With all staff members and most students 12 and older who will be on campus expected to be fully vaccinated against the coronavirus by early January, Los Angeles Unified officials are planning to relax some of the school district’s health-and-safety protocols next semester, including policies regarding who must undergo weekly COVID-19 testing and who can remove their masks outdoors.

Starting next semester, which begins Jan. 11, only unvaccinated students will need to get a baseline COVID-19 test that first week of the new term, plus undergo weekly testing moving forward — a marked departure from the current requirement that all students and staff members, regardless of vaccination status, get tested weekly.

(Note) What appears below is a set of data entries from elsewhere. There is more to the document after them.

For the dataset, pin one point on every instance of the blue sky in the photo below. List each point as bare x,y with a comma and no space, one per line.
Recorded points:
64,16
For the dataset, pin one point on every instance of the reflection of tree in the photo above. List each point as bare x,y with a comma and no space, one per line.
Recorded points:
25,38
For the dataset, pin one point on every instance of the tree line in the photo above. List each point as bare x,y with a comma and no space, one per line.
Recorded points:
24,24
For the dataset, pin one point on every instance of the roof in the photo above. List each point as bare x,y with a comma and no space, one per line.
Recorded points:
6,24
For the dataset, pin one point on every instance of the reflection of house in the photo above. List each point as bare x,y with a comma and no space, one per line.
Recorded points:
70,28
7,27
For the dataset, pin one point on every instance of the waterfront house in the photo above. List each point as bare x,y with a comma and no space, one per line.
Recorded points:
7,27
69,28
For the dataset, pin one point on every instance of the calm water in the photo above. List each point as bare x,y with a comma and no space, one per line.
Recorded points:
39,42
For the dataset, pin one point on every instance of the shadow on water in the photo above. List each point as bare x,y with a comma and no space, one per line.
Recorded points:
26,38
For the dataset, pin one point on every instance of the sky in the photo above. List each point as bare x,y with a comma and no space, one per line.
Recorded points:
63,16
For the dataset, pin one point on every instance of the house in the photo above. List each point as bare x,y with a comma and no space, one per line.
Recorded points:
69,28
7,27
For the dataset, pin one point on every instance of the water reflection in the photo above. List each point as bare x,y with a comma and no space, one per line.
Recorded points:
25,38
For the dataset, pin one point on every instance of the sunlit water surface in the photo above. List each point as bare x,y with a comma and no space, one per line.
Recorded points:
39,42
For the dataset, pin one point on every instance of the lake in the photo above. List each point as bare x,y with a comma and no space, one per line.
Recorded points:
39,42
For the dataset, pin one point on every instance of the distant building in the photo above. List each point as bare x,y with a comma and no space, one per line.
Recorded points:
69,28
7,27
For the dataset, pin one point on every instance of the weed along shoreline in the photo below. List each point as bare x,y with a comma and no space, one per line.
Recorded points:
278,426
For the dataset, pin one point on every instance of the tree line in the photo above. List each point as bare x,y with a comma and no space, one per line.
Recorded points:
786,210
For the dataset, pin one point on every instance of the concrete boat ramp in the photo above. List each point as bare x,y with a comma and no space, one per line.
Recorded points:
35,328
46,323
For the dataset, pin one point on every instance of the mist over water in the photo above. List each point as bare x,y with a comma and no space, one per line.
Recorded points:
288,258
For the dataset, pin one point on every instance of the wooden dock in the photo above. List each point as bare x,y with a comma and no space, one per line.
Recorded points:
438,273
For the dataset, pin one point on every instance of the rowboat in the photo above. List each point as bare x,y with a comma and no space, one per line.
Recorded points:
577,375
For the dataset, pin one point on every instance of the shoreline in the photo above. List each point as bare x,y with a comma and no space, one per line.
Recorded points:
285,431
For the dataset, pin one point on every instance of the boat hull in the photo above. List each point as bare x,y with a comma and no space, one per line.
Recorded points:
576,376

According to a district staff report to the school board on Tuesday, Nov. 16, this change in testing requirement reflects the fact that overall new case rates are continuing to decline while vaccination rates are increasing, and that there is low risk of viral transmission by vaccinated individuals with no symptoms, especially in masked settings.

The change will help reduce classroom disruptions — as fewer students will have to take time out of the school day to get tested, plus the testing would run more quickly — lessen principals’ contact-tracing workload, save the district money by shaving the number of tests administered daily from about 100,000 to 50,000, and give students an incentive to get vaccinated, district staff said.

As for outdoor masking, that policy — which LAUSD requires but isn’t a state mandate — will only apply to schools where fewer than 85% of students are fully vaccinated. That means all high schools, many middle schools and some elementary campuses with high enough vaccination rates can allow students to shed their masks outdoors.

Everyone will still be required to mask up indoors, however, regardless of whether they’ve gotten their COVID-19 shots or if their school has a high vaccination rate.

Vaccine mandates and boosters

Although LAUSD is not currently requiring students ages 5-11 to get vaccinated, officials indicated Tuesday that they have not ruled out an eventual mandate for this age group.

“Just as the District waited several months after (emergency use authorization) approval before mandating the vaccine for students 12 and older, it will allow for time before considering a mandate for 5- to 11-year-olds,” the staff report states.

In terms of booster shots, the district won’t require them, though it will make booster doses available to employees and students 18 and older who want them.

The district will also adopt a “modified quarantine” policy, in line with county guidelines, to allow an unvaccinated student who’s asymptomatic to continue to attend school in person after being identified as a close contact if the exposed student and infected student were both wearing masks at the time of the exposure and the close contact isn’t part of an outbreak situation.

Vaccinated students do not have to quarantine.

District officials offered a note of caution that while they plan to loosen some health-and-safety protocols for now, the reverse could happen, depending on whether local COVID-19 conditions or county guidelines change.

“We hope it continues to be a small group of people that show up with positive tests. We hope we will continue to have more and more students vaccinated, but … we’re going to follow the science and the reality,” board member Jackie Goldberg said. “And if the reality changes, unfortunately, we may have to come back and revisit this.”